Cerca de 2,7 milhões de eleitores vão escolher assembleia que deverá nomear um novo governo e um comitê de especialistas encarregado de redigir

A Líbia vai às urnas neste sábado para eleger o primeiro Congresso Geral Nacional da era pós-Muamar Kadafi. É a primeira eleição no país em mais de 40 anos.

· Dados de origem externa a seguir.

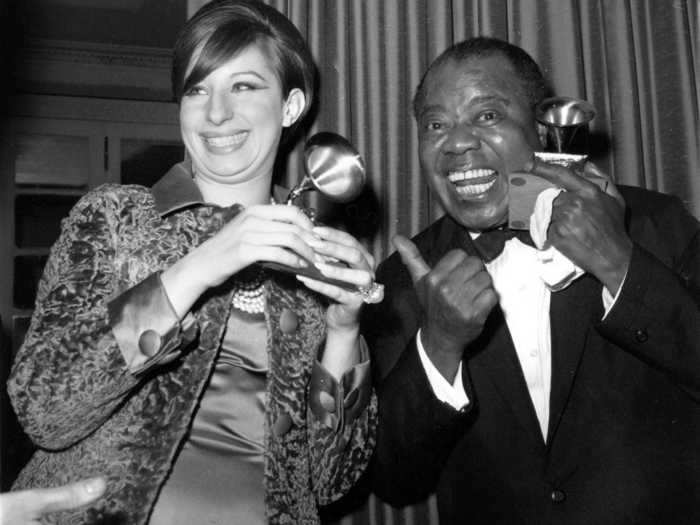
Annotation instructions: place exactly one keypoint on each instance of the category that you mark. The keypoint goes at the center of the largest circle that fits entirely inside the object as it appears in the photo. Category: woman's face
(231, 121)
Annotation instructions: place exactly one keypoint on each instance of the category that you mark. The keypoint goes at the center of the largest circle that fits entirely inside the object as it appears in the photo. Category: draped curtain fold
(635, 60)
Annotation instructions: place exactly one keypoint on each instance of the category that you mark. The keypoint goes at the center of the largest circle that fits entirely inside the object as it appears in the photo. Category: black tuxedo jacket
(623, 444)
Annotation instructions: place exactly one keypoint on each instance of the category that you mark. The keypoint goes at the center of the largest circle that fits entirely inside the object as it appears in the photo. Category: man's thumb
(411, 257)
(69, 496)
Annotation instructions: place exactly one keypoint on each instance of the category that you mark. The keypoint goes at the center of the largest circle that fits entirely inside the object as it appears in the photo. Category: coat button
(289, 321)
(327, 401)
(641, 336)
(351, 398)
(558, 496)
(282, 425)
(149, 342)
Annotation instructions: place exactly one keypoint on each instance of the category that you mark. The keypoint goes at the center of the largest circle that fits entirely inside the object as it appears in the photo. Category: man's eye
(434, 125)
(488, 117)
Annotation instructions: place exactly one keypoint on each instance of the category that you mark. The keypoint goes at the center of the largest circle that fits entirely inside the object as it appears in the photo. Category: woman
(161, 355)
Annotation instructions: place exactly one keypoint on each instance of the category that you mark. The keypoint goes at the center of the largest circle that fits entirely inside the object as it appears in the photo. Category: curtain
(635, 60)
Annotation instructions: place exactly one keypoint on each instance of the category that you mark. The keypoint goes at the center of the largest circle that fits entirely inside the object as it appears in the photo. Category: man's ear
(542, 134)
(293, 107)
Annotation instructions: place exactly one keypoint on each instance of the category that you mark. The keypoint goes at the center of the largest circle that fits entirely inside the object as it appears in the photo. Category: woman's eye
(242, 86)
(195, 90)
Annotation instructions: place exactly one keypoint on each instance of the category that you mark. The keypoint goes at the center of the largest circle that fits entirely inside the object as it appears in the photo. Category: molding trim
(45, 50)
(62, 67)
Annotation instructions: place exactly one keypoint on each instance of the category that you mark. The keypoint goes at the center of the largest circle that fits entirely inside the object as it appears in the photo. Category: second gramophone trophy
(335, 169)
(564, 121)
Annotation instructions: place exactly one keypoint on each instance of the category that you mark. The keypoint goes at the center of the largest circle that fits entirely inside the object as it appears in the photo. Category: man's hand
(457, 297)
(588, 224)
(28, 506)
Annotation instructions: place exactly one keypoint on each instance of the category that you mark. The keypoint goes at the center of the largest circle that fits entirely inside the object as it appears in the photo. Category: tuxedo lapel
(496, 359)
(494, 355)
(573, 311)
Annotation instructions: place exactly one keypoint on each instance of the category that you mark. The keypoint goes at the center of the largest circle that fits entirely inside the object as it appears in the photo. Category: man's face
(475, 126)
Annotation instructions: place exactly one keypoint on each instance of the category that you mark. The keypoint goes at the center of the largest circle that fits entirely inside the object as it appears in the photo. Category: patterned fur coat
(90, 415)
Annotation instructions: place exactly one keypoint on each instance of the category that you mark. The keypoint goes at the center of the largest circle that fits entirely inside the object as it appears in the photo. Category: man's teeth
(459, 178)
(475, 189)
(229, 140)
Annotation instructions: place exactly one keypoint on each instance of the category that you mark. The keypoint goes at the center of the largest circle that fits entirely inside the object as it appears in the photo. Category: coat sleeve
(70, 374)
(342, 424)
(657, 313)
(416, 431)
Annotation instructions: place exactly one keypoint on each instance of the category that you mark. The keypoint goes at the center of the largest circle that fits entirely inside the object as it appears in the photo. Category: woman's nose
(219, 108)
(460, 139)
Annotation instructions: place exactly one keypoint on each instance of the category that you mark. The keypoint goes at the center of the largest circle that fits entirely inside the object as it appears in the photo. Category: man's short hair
(534, 85)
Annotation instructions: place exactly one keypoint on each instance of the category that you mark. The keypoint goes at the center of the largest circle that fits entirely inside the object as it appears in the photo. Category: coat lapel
(573, 311)
(497, 360)
(495, 356)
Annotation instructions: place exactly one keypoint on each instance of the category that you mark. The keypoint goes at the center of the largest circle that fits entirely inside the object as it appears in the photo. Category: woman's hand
(26, 507)
(342, 316)
(358, 270)
(274, 233)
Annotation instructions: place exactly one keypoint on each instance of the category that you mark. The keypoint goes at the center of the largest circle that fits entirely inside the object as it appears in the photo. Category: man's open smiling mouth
(469, 183)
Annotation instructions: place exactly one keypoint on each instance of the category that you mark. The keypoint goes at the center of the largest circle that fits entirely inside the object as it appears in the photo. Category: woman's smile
(222, 144)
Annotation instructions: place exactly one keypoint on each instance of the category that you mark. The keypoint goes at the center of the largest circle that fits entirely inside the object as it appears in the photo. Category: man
(516, 404)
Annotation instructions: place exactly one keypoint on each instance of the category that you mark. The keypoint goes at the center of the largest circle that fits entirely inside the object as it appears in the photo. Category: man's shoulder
(649, 202)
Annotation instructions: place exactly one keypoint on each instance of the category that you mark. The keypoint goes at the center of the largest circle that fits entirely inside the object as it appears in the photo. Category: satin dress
(217, 478)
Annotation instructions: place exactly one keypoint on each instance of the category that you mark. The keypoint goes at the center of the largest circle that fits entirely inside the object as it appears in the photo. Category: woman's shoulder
(117, 198)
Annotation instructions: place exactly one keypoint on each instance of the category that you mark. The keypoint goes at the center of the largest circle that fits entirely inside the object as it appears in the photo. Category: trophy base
(523, 188)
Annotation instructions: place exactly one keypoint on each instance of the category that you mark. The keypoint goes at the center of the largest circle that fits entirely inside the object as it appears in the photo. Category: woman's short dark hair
(534, 85)
(223, 28)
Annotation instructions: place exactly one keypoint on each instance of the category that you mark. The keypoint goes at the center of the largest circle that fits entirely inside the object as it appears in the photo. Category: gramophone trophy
(564, 121)
(335, 169)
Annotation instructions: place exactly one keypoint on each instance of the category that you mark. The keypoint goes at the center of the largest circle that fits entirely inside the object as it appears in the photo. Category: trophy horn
(566, 122)
(333, 167)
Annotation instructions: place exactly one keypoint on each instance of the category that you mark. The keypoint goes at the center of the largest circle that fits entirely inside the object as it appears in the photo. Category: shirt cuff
(452, 394)
(608, 299)
(336, 403)
(146, 326)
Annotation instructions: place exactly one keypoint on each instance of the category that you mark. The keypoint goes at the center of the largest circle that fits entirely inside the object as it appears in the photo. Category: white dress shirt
(524, 299)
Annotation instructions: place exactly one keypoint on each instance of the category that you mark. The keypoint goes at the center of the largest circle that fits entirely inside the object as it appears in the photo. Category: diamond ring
(371, 294)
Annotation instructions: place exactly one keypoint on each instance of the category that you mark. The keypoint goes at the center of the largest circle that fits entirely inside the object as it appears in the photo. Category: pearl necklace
(249, 290)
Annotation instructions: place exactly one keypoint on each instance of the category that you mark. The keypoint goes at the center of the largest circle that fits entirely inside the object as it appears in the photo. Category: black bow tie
(490, 244)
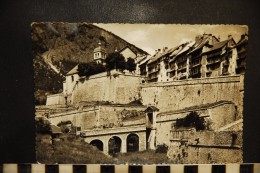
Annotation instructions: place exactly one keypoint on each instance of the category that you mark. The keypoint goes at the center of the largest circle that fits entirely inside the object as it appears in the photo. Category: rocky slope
(58, 47)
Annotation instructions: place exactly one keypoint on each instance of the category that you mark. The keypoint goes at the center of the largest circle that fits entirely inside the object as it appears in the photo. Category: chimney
(210, 38)
(198, 38)
(165, 49)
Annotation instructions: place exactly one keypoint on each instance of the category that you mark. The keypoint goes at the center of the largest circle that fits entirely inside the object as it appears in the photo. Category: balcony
(182, 134)
(153, 70)
(213, 62)
(195, 65)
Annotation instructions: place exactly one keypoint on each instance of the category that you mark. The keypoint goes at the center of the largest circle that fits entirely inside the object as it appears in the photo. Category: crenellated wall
(115, 88)
(175, 95)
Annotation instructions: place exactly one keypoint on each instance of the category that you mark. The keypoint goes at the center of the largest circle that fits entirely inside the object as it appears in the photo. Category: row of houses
(207, 56)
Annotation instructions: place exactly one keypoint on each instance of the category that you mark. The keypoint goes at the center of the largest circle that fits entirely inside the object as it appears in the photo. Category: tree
(115, 61)
(91, 68)
(130, 64)
(42, 126)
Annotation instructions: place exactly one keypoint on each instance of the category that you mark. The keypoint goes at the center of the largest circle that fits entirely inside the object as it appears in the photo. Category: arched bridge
(121, 139)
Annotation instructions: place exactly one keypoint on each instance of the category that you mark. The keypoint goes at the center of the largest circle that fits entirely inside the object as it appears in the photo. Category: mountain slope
(58, 47)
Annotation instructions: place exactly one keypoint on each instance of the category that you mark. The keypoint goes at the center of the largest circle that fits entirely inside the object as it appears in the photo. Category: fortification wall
(116, 114)
(98, 116)
(55, 99)
(170, 96)
(114, 88)
(86, 118)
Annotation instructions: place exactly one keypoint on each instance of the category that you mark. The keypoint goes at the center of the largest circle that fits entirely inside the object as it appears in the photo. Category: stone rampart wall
(175, 95)
(55, 99)
(115, 88)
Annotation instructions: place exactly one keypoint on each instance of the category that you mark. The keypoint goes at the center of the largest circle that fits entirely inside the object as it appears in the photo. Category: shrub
(161, 148)
(115, 61)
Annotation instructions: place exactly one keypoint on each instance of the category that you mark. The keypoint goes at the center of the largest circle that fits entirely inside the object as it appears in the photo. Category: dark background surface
(16, 89)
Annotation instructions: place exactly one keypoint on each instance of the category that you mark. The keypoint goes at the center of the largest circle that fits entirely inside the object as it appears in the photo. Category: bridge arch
(97, 143)
(114, 145)
(132, 142)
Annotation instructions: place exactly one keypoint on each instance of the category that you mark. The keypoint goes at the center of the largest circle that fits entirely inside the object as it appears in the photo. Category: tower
(100, 54)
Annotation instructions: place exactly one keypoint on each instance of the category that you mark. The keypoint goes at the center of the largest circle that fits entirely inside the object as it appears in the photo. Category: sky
(151, 37)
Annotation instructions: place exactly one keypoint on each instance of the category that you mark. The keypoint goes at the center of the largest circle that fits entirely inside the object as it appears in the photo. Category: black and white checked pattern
(96, 168)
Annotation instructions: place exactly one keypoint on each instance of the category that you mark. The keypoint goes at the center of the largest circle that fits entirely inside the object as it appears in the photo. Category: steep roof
(177, 50)
(155, 57)
(99, 49)
(186, 47)
(73, 71)
(55, 129)
(217, 46)
(153, 108)
(242, 41)
(144, 60)
(199, 45)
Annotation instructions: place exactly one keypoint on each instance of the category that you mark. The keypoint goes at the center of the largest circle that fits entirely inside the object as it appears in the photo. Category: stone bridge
(121, 139)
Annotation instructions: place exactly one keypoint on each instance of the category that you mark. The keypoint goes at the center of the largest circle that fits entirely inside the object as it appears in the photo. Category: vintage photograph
(139, 93)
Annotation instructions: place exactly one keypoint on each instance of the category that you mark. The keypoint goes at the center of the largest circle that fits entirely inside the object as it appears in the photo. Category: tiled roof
(217, 46)
(152, 108)
(199, 45)
(121, 50)
(99, 49)
(155, 57)
(144, 60)
(177, 50)
(73, 71)
(186, 47)
(242, 41)
(55, 129)
(158, 55)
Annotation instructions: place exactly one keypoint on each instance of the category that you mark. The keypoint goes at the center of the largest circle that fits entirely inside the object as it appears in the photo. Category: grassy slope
(77, 151)
(69, 151)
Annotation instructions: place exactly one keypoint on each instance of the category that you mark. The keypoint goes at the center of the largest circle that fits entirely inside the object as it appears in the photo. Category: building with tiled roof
(207, 56)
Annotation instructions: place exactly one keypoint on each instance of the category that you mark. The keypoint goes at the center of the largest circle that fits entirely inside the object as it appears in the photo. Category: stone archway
(97, 143)
(132, 143)
(114, 145)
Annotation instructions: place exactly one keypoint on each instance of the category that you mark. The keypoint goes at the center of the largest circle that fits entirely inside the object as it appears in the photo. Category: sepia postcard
(139, 93)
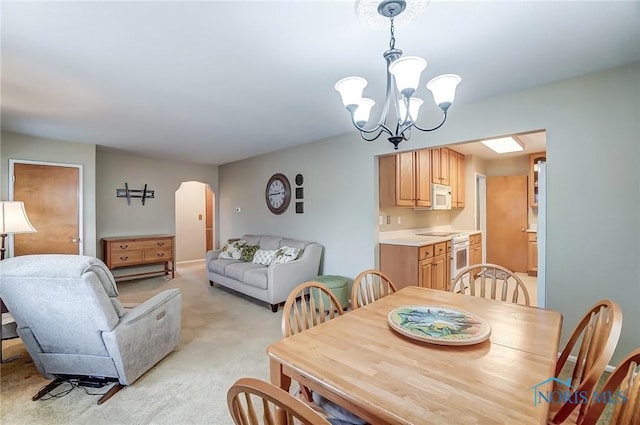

As sessões eleitorais abriram cedo e fecharão às 20h do horário local (15h de Brasília). Alguns eleitores em Trípoli foram votar com as bandeiras negras, vermelhas e verdes da revolução, e as mesquitas repetiam a todo volume seu “Alá Akbar” (Deus é grande).

Os líbios elegerão os 200 membros do primeiro Congresso Geral Nacional que deverá nomear um novo governo e um comitê de especialistas encarregado de redigir um projeto de Constituição, que depois será submetido a referendo.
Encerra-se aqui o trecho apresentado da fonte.